When do you need a spine surgeon?

0
178

You may go through much of your life without having problems with your spine. When you do, however, it can affect your whole life. Especially as, with a spine problem, it can affect your ability to walk, sit down or even to sleep with any comfort.

That is why people with spine problems will often eventually go to a spine surgeon for help (see Joshua S. Rovner, MD – Progressive Spine & Orthopaedics). After all, if treatment from a spine surgeon or spine surgery can improve your ability to function in a normal way, this type of doctor should be one of the first people you see.

What exactly does a spine surgeon do? — Before you visit a spine surgeon, you will probably want to know what one does. That way you will know about possible procedures before you even visit one.

A typical spine surgeon is medically trained and experienced to diagnose and then treat all kinds of spinal problems. These can be anything from a spinal disorder due to an illness or an accident to a catastrophic injury causing you problems walking, sitting and lying down.

Spine surgeons treat everything from a simple fracture of the spine to scoliosis, sports injuries, neck injuries like whiplash and even disc problems, infections and tumors.

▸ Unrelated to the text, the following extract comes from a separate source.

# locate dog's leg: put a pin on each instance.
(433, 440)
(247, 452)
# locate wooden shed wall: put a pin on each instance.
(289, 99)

Some surgeons specialize in one specific type of injury, while others are able to deal with any spinal problem presented to them.

What happens when you first visit a spine surgeon? — Your first visit will usually start with an examination, followed by a consultation where you can explain to the surgeon where your problems are manifesting.

During your consultation, you should also tell the surgeon if you have had any treatment for your problem already, if you take any medications and if you have ever had any spinal surgery before. This will usually give him enough information to make an initial diagnosis.

A reputable surgeon will then usually suggest therapies like pain medication and physical therapy for many months before surgery is even suggested. That way you and the surgeon have ample time to find out if a non-invasive treatment could work as well as an invasive one. If these recommendations do not have a positive effect, it is only then that spine surgery will be considered.

An MRI and a CAT scan — During your initial visit to a surgeon, you may also be asked to have an MRI or a CAT scan so that the surgeon can get enough information about your spinal problems to diagnose them better.

This will usually take place a few days to a few weeks after your initial consultation. You will then usually be asked to return to see the surgeon so the results can be discussed, and treatment can be recommended based on what the scans discovered.

If you are not asked to have an MRI or a CAT scan, and your spinal problems continue to occur, it may be necessary for you to ask the surgeon if this type of test should be the next step.